Em busca de uma vida melhor, africanos morrem nas águas do Atlântico

Fonte El País
Tradução Luiz Roberto Mendes Gonçalves

No cemitério municipal de Santa Lastenia, em Santa Cruz de Tenerife, foram enterrados há algumas semanas os corpos de sete imigrantes mortos na tentativa de chegar às costas das Canárias. No dia 5 foram enterrados três subsaarianos. E no dia 16, outros quatro. Eles fazem parte dos 496 corpos recuperados este ano entre o arquipélago e a África.

Alejandro Santana, coveiro do cemitério, mostrou na última sexta-feira os nichos onde jazem sete homens. Sem nome, nem mesmo um número. Uma tampa branca de polietileno coberto de gesso diferencia esses desconhecidos dos outros mortos.

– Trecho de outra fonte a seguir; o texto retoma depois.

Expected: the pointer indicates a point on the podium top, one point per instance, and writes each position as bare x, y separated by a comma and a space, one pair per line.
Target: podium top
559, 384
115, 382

“Não há ser humano que não se comova com isto”, diz Alejandro. Por causa da profissão, já viu muitas lágrimas na vida. Talvez por isso, o que o impressiona realmente é a ausência delas. “O enterro [dos subsaarianos que chegaram em botes] é assistido por nós e algum representante da prefeitura”, explica uma responsável pelo cemitério. Ninguém reclama os mortos. “Quantos terão ficado no mar! Esses barcos em que eles vêm, alguns afundam”, exclama o coveiro.

A Cruz Vermelha e o Crescente Vermelho estimam que entre 2 mil e 3 mil imigrantes morreram no Atlântico, transformado em cemitério marítimo. Com um suave sotaque canário, Alejandro prevê junto às tumbas: “Faltam três anos para me aposentar e tenho a impressão de que enterrarei muitos outros [africanos].”

Infelizmente, parece que tem razão. Esta semana um membro do Salvamento Marítimo afirmava que é muito difícil conter essa onda. “Não sei o que é o Frontex, é como um remendo em um buraco enorme”, ironizou. “Sabe quantas milhas de costa existem?”, perguntou, indicando o mar.

O aumento espetacular de “sem papéis” que chegam ao arquipélago multiplicou as imagens de moradores e turistas assistindo à tragédia humana desses africanos. Um exemplo: no último sábado, 38 pessoas chegaram a Los Cristianos no navio Punta Salinas, do Salvamento Marítimo. “No cais, duas centenas de curiosos observavam horrorizados, em silêncio. Como numa partida de xadrez prestes a começar, o branco olhava para o negro e vice-versa. No cais, banhistas, sandálias, óculos escuros, telefones celulares. Na coberta do barco, homens esgotados. Descalços, com o olhar absolutamente perdido, náufragos do desespero.

Sofreram apenas quatro dias de angústia no mar. Uma ninharia, comparados aos nove, 12 ou 17 dias que alguns subsaarianos demoram para pisar em solo europeu, em barcaças lotadas de gente. Os que chegaram a Los Cristianos no sábado foram resgatados a 90 milhas das Canárias. Tiveram sorte de escapar de uma morte segura.

O governo local afirma que está muito preocupado com a morte de seres humanos. O porta-voz da Coalizão Canária no Congresso, Paulino Rivero, disse ontem que o oceano Atlântico “está se transformando num cemitério”. O mar já tragou milhares de pessoas. Nas Canárias continuam chegando subsaarianos. Em Los Cristianos esperava-se ontem a chegada de mais de 200 africanos, resgatados pelo navio do Salvamento Marítimo.